Seine-Saint-Denis : concurrence déloyale, le ras-le-bol des auto-écoles

01/05/2019 Réglementation
Réglementation Seine-Saint-Denis : concurrence déloyale, le ras-le-bol des auto-écoles

Depuis novembre 2018, la préfecture de Seine-Saint-Denis dit effectuer une fois par mois des opérations de contrôle des véhicules à double commande. Selon les syndicats auto-écoles, ces contrôles sont insuffisants pour lutter contre l’exercice illégal de la profession. Un phénomène qui se développe au vu et au su de tous.

La Seine-Saint-Denis serait-il un département où la pratique illégale de l’enseignement de la conduite a pignon sur rue ? C’est ce qu’affirment les responsables des syndicats CNPA-ER et UNIC. « Cela fait dix ans que je me bats contre ce phénomène quotidiennement », explique Louisa Mebarki, déléguée de l’UNIC dans le département de Seine-Saint-Denis où l’on compte 324 écoles de conduite agréées. « Il y a de plus en plus de structures de location de véhicules à double commande qui s’ouvrent sans posséder d’agrément. Elles utilisent des moniteurs certifiés qui se font payer au black ». Une situation inacceptable pour les gérants d’auto-école qui subissent de plein fouet ce phénomène. Car les conséquences de cette concurrence déloyale sont sans appels : une mise en péril des entreprises agréées dont « plusieurs ont baissé le rideau ».

Une liste des établissements hors-la-loi
Pourtant, ce n’est pas faute d’alerter régulièrement les services de l’État. L’UNIC dit leur avoir transmis une liste des établissements hors-la-loi. « Nous avons passé des semaines pour les lister. Nous n’avons aucun retour de l’administration », se désole Louisa Mebarki. D’où le sentiment de n’être entendu ni par le préfet, ni par le gouvernement. « Quand nous aboyons un peu plus fort, les services de l’État déclenchent un contrôle ». Reste à savoir si ceux-ci sont efficaces. Pour l’UNIC, ce n’est pas le cas. « Nous ne sommes pas informés des sanctions quand il y en a. Et la plupart du temps, il s’agit de rappels à l’ordre. Je n’appelle pas ça des contrôles ! ».

Tapinage
Un sentiment partagé par Alain Martin, secrétaire national du CNPA-ER. « Quelques amendes sont distribuées lors de ces contrôles ». Mais le représentant du CNPA-ER souhaiterait voir sanctionner celui qui dispense le cours de façon illégale et l’élève qui paie de la main à la main. « C’est du vol manifeste pour l’État et ce sont des pratiques qui créent de la concurrence déloyale pour les auto-écoles agréées qui paient leurs charges ». Pour le CNPA-ER, seul un durcissement des sanctions et une multiplication des contrôles pourraient enrayer ces pratiques qui se multiplient. « Désormais, elles s’effectuent à vue… Les gars viennent tapiner devant les auto-écoles et captent les élèves qui en sortent ». Résultat : une perte de clientèle estimée entre – 20 % et – 30 % selon Alain Martin.
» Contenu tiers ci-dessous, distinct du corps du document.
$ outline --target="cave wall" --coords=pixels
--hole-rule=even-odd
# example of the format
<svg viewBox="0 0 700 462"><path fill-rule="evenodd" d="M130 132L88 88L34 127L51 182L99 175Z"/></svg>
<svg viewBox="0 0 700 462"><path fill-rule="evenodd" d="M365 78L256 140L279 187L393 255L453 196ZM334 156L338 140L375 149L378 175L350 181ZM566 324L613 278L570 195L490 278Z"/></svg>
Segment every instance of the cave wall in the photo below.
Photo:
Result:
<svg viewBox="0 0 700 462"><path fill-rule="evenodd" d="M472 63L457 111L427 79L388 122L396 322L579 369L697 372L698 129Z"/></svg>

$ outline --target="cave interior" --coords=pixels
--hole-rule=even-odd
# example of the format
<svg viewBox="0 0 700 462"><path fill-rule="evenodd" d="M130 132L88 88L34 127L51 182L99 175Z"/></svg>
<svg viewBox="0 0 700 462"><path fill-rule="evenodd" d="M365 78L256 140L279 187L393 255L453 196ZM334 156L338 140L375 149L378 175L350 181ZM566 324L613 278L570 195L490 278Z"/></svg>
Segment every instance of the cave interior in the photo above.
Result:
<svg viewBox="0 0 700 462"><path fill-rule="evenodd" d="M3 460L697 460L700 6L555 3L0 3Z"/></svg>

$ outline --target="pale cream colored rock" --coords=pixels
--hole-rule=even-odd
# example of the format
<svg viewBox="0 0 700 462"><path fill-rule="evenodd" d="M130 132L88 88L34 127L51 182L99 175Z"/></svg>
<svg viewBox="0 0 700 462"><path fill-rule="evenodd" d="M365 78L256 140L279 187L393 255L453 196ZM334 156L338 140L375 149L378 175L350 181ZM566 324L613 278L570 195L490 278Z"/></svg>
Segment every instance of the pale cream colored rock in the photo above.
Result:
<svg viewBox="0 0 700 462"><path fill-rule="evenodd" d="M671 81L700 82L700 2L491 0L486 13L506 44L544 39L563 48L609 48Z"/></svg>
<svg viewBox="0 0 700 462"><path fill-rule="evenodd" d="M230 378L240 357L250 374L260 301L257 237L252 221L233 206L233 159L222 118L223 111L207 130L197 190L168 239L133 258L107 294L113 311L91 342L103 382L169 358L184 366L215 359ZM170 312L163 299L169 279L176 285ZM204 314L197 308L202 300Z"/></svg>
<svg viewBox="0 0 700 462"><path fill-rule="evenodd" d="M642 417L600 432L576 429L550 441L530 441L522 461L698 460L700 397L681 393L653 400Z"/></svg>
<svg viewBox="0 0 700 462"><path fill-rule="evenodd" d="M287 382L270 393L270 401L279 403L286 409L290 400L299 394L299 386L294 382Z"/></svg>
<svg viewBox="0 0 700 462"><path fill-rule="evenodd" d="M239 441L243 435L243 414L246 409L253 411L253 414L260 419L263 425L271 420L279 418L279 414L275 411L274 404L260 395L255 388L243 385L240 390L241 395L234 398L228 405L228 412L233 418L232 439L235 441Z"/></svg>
Des sanctions peu dissuasives
« Nous avons le sentiment que le nombre de contrôles, d’amendes et de poursuites ne pèse rien par rapport au volume de personnes qui sont hors la loi », poursuit le représentant du CNPA-ER. Autrement dit : les sanctions ne sont pas dissuasives et laissent libre-court à ces pratiques illégales. « Nous sommes dans un département où l’État a peu de moyens et où la moindre faille, la moindre possibilité de truandage est exploitée », constate Alain Martin. Selon l’UNIC, cette manne souterraine se chiffre en plusieurs milliers d’euros. « Un moniteur qui travaille au black peut gagner entre 4 000 et 5 000 euros par mois. Par conséquent, il préfère être inscrit à Pôle emploi plutôt que d’être salarié d’une auto-école », regrette Louisa Mebarki.

Situation explosive
L’UNIC et le CNPA-ER ne cessent de tirer le signal d’alarme. Car la situation est explosive au regard du climat de tension qui en découle. « Un collègue s’est fait agresser en 2018 », rappelle Louisa Mebarki. « Il est allé voir un moniteur qui se faisait passer pour un accompagnateur et changeait d’élèves toutes les heures. Notre confrère a dû se réfugier dans une pharmacie. Ce n’est plus possible ». Le désespoir est d’autant plus profond que ces pratiques sont de notoriété publique. « Les services de l’État sont au courant de la situation explosive dans laquelle nous sommes », affirme Alain Martin. « Si les responsables d’écoles de conduite ne croient plus à la parole administrative, ni à celle des organisations professionnelles, c’est parce qu’il y a peu de retours ». Louisa Mebarki va plus loin : « nous sommes un département laissé à l’abandon où l’administration, elle-même, a démissionné ».